Ce texte représente, je crois, assez fidèlement la mentalité de l’époque dans mon entourage proche. Ce qui ne veut pas dire que j’y adhère encore aujourd’hui ...

J’allais avoir douze ans. Pendant mon enfance, que ce soit à la maison ou à l’école, on nous avait parlé souvent du Congo belge, cette splendide colonie où le roi Baudouin avait fait un voyage triomphal en 1955. Bwana Kitoko, tel était le surnom que lui avaient donné les Congolais en liesse, charmés par sa jeunesse et sa gentillesse. La Belgique était certes petite, mais sa colonie était 80 fois plus grande. Des cousins de mon âge en revenaient tous les deux ans pour passer les grandes vacances, et nous, les enfants qui n’avions jamais quitté la métropole, nous les admirions parce qu’ils marchaient pieds nus quand on se promenait en forêt. Ils nous racontaient leur vie là-bas, au bord d’un lac, les fleurs, la brousse, des missionnaires à l’école, des boys à demeure qui s’occupaient de tout.

Ah ! ce qu’on était fiers d’être Belges, à cette époque-là. J’avais assisté avec mon père à l’inauguration par le Roi de l’expo 58. Le monde entier s’y exhibait dans des pavillons plus originaux les uns que les autres et il y avait un téléphérique, des pousse-pousse , le spoutnik au pavillon soviétique et un studio de télévision en couleurs au pavillon américain. Sans oublier l’Atomium : quelle merveille, cette Tomiom !

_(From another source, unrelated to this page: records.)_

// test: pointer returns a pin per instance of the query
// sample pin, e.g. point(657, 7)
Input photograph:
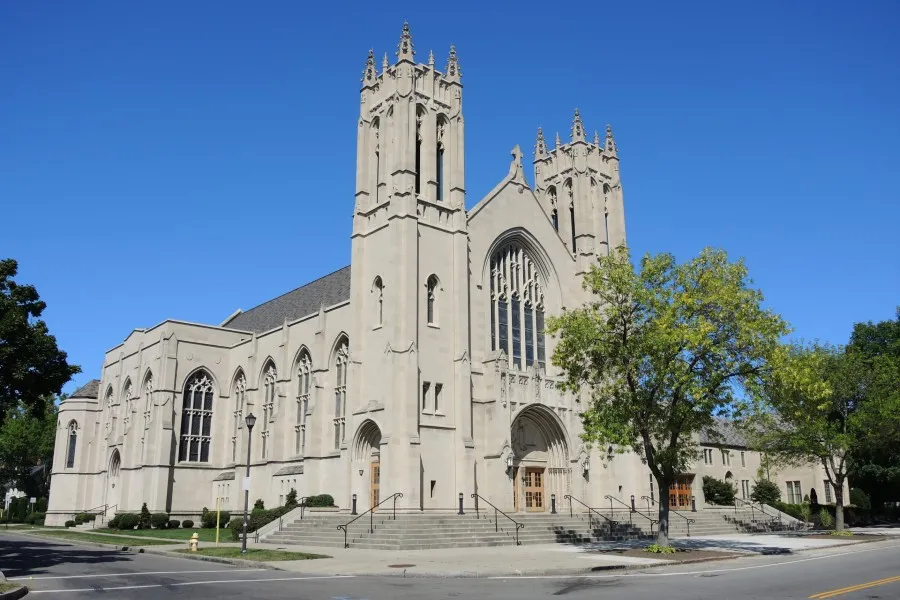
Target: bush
point(717, 491)
point(144, 518)
point(766, 492)
point(159, 520)
point(322, 501)
point(859, 499)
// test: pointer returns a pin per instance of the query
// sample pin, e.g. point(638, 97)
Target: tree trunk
point(662, 536)
point(839, 506)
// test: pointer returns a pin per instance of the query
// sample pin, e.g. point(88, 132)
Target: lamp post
point(251, 421)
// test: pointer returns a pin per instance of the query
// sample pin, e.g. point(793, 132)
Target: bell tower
point(410, 249)
point(578, 185)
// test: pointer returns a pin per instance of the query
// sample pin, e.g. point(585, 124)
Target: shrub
point(159, 520)
point(144, 518)
point(859, 499)
point(766, 492)
point(717, 491)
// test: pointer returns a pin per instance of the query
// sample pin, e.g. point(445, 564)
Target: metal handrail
point(496, 512)
point(570, 497)
point(371, 512)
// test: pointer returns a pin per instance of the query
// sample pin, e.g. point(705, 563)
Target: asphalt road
point(59, 570)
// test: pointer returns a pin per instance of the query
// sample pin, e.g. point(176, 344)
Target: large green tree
point(32, 367)
point(662, 351)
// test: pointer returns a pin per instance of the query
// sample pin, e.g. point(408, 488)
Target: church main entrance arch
point(540, 459)
point(366, 459)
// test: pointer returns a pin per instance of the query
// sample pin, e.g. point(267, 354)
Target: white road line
point(134, 574)
point(184, 583)
point(682, 573)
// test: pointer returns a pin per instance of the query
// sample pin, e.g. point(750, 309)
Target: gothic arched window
point(431, 290)
point(239, 391)
point(73, 441)
point(196, 419)
point(270, 376)
point(304, 377)
point(517, 307)
point(341, 362)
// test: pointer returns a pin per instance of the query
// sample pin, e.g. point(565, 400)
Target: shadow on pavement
point(26, 557)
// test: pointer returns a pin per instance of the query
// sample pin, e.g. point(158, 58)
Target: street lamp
point(251, 421)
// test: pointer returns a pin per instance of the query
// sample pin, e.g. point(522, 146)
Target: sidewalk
point(549, 559)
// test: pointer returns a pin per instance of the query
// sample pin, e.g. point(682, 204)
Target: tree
point(32, 367)
point(813, 408)
point(26, 441)
point(662, 352)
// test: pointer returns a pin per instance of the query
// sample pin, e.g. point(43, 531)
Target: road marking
point(185, 583)
point(681, 573)
point(135, 574)
point(854, 588)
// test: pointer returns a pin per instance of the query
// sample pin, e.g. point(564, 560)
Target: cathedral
point(422, 368)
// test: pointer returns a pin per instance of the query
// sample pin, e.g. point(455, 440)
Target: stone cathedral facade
point(421, 368)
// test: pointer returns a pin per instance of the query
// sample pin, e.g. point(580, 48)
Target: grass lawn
point(77, 536)
point(259, 554)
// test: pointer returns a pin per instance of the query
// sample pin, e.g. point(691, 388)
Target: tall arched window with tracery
point(196, 418)
point(269, 379)
point(304, 378)
point(70, 448)
point(517, 307)
point(239, 391)
point(341, 364)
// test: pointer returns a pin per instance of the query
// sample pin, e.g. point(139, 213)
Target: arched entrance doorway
point(113, 486)
point(366, 460)
point(540, 459)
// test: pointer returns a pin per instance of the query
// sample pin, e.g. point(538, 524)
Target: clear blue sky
point(184, 159)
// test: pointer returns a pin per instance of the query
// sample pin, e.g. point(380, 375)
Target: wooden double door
point(532, 497)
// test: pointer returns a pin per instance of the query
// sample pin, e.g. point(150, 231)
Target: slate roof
point(725, 434)
point(89, 390)
point(301, 302)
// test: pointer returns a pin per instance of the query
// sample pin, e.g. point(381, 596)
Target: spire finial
point(453, 71)
point(370, 74)
point(405, 50)
point(577, 128)
point(540, 148)
point(611, 147)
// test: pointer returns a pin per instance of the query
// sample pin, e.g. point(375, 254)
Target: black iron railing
point(497, 512)
point(591, 511)
point(371, 513)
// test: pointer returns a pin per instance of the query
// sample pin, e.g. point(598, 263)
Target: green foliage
point(663, 352)
point(766, 492)
point(717, 491)
point(144, 518)
point(159, 520)
point(859, 499)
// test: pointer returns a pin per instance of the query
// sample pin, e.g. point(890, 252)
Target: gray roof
point(290, 470)
point(89, 390)
point(724, 434)
point(301, 302)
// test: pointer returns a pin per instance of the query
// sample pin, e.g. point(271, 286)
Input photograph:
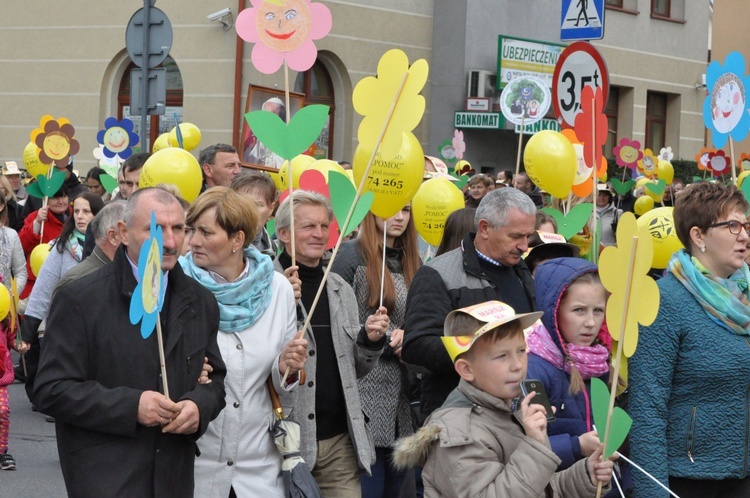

En janvier 1959, les émeutes à Léopoldville ont laissé les Belges pantois. Pourquoi, pourquoi donc ces violences au paradis ? Moi, je n’étais qu’un enfant et je ne m’y suis pas arrêté, car nous n’avions pas la télévision, et les nouvelles n’arrivaient à la maison que par la radio ou les journaux. Le 30 juin 1960, c’est de cette façon que nous avons écouté le reportage de la cérémonie au Congo. Si là-bas, ce fut un jour de fête, y compris pour certains Européens qui connaissaient bien la population, ici ce fut un jour de tristesse et d’humiliation quand le Roi se fit dérober son sabre et que Lumumba prononça ce discours sincère mais si « mal élevé ». Nous avions perdu notre Congo, le mot Belge ne figurerait plus sur les cartes d’Afrique.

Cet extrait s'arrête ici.